Using a Simulation-Based Approach to Detect Performance Degradation
Bryant Chen
About Me
Professional Background
Work
Statistician at Lockheed Martin Space (2016 - )
MMIII RSRV
Sentinel RVI
F35 ICP, IRADs, etc.
Math Tutor at Salt Lake Community College (2024 - )
Education
B.S & B.A in Industrial Engineering & Mathematics (2016)
M.S in Statistics (2022)
Memberships
SDNS Member
SLC R Users
Areas of Statistical Experience
Reliability Analyses
Bayesian Statistics
Computational Statistics and Simulations
Regression Modelling
Sampling
Hobbies and Interests
Skiing
Backpacking
Biking
Climbing
Pickleballing
Volunteering
Aging Surveillance in DoD Programs
Assessment of age-related degradation in component performance are a key part of evaluating the weapons stockpile
Aging mechanisms are monitored by gathering and trending data on performance as a function of age against limit(s) to predict age-out
Data Collection
Data collection and trending is a sequential process
Fielded assets are randomly selected according to predetermined sampling requirements (quantity and frequency)

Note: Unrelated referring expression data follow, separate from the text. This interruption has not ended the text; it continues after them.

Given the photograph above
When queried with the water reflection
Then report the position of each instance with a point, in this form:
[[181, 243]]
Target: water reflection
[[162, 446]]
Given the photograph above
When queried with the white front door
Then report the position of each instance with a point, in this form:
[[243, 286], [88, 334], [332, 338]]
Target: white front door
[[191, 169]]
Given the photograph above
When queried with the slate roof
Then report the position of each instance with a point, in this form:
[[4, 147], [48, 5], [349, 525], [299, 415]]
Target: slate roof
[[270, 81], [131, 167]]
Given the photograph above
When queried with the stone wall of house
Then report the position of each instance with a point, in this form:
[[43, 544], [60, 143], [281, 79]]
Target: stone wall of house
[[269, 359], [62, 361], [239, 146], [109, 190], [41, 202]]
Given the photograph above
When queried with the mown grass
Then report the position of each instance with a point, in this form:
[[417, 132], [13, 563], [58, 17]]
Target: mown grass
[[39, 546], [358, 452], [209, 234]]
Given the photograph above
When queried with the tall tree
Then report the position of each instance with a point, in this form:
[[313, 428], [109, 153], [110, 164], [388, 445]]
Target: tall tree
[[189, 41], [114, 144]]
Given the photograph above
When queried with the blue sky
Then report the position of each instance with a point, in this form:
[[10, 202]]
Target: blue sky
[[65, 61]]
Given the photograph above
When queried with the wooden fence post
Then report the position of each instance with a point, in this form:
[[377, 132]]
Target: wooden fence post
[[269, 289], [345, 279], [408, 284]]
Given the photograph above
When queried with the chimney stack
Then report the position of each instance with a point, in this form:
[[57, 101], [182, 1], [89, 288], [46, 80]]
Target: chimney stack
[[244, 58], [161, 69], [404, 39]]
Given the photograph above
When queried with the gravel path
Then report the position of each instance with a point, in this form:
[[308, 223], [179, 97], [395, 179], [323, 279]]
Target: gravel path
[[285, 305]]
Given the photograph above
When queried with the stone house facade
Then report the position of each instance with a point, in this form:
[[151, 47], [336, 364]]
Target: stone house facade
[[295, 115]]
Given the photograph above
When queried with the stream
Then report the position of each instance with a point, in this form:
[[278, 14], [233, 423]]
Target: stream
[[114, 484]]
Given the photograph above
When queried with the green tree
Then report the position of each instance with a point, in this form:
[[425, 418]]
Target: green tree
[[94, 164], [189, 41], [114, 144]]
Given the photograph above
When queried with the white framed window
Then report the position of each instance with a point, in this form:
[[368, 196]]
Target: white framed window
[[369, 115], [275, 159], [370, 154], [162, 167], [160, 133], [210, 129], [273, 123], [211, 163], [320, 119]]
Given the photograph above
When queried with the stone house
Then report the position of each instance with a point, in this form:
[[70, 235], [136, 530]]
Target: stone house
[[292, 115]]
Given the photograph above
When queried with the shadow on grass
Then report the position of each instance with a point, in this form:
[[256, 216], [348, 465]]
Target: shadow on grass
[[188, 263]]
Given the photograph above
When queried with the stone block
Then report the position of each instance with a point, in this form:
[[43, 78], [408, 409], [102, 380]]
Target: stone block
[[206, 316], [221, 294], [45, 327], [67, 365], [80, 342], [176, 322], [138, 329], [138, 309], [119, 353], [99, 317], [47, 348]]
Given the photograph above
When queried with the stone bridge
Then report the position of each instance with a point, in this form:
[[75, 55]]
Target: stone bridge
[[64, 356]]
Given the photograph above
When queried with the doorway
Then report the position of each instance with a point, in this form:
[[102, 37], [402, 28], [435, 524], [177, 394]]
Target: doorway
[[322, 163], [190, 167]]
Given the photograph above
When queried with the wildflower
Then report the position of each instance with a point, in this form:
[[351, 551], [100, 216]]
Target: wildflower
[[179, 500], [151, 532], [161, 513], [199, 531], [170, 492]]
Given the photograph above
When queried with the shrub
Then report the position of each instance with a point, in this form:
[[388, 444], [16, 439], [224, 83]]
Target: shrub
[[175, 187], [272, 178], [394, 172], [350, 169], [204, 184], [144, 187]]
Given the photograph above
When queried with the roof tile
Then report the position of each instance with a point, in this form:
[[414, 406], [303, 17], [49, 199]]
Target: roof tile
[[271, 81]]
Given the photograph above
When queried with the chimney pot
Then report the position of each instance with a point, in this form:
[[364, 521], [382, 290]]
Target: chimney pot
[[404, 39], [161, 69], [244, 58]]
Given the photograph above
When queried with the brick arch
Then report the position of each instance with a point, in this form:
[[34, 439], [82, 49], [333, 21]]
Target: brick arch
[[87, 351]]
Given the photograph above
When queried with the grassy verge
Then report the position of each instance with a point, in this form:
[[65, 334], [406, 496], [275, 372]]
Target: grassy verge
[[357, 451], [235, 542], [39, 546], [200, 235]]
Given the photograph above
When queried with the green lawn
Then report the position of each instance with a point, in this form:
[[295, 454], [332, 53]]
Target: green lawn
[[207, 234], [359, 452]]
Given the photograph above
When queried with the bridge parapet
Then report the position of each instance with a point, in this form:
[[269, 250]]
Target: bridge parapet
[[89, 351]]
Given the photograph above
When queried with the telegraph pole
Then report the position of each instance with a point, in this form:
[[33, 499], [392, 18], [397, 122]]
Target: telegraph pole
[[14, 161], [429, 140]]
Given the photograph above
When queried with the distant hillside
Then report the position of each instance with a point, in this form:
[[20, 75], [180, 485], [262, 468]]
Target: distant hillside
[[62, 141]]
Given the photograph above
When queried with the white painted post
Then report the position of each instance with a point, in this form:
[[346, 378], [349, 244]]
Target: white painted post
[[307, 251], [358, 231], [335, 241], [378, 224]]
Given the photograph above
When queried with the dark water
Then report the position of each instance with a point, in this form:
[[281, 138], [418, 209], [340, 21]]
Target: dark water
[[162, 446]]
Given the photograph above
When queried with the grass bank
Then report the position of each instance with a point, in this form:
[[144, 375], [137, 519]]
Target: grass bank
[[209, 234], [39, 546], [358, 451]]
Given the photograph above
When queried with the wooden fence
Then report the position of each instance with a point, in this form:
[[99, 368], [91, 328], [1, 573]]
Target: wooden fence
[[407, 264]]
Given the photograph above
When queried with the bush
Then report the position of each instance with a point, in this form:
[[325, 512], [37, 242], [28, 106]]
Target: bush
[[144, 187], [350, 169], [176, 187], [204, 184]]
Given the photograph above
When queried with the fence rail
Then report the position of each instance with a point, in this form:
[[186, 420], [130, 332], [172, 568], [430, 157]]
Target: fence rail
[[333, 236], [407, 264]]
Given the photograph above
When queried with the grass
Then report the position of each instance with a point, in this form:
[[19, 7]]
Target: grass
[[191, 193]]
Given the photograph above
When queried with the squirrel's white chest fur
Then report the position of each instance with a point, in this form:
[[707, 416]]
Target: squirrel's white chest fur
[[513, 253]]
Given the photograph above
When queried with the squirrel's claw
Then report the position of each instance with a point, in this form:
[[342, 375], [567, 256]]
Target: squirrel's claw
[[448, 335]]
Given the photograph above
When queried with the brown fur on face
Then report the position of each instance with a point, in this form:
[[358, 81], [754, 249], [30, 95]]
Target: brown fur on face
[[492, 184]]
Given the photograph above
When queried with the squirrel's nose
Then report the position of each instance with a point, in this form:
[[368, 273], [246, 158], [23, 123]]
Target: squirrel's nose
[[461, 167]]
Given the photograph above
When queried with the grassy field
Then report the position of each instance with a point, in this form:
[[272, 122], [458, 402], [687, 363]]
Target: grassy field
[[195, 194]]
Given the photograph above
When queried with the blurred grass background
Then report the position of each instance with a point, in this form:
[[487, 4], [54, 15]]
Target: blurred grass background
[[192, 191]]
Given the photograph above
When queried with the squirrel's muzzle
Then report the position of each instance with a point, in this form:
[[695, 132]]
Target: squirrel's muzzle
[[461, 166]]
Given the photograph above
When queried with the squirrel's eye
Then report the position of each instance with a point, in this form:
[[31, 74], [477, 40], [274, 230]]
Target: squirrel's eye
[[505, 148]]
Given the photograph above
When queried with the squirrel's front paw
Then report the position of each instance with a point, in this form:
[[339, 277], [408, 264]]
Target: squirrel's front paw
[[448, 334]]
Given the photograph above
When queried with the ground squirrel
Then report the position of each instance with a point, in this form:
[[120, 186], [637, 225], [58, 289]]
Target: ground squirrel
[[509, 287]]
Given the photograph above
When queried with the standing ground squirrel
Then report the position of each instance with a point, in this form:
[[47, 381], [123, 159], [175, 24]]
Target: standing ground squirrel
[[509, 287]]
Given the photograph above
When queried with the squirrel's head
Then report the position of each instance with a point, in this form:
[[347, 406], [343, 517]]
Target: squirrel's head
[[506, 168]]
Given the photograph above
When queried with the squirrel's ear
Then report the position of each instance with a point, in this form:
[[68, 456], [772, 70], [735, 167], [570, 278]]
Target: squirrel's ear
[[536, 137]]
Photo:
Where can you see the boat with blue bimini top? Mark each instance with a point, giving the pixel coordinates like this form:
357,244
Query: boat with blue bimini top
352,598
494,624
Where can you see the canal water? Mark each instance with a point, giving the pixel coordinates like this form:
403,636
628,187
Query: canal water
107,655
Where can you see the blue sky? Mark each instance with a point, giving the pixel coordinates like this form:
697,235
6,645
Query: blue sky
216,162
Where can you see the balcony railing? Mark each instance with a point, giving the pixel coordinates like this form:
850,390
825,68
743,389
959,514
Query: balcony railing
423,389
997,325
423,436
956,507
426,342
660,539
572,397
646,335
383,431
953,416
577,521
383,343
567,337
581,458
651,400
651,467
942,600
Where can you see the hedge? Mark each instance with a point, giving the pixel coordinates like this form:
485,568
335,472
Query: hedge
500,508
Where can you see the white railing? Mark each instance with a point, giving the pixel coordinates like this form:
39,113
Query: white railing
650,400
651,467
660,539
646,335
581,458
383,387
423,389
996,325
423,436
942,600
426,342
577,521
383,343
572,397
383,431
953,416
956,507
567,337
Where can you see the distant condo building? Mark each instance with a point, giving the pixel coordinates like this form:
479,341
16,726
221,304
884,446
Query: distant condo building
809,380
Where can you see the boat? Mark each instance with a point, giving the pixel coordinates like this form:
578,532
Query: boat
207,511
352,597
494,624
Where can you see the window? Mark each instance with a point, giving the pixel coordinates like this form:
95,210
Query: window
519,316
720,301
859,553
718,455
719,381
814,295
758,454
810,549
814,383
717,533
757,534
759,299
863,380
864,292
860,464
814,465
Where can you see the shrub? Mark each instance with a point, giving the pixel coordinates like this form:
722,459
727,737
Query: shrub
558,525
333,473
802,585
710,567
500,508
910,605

Interim analyses are performed periodically to identify the presence of aging degradation
Asset availability is of concern due to population depletion from destructive testing
How Can We Address This?
Common Solutions
Procure more units? Can be too expensive.
Source new capable manufacturers? Lack of capable manufacturers.
Redesign for compatibility? Long lead-times.
Reduce testing to prolong asset availability? Risk undetected performance degradation.
Can we develop a dynamic decision criteria to reevaluate test quantities and testing intervals as we test? Let’s try.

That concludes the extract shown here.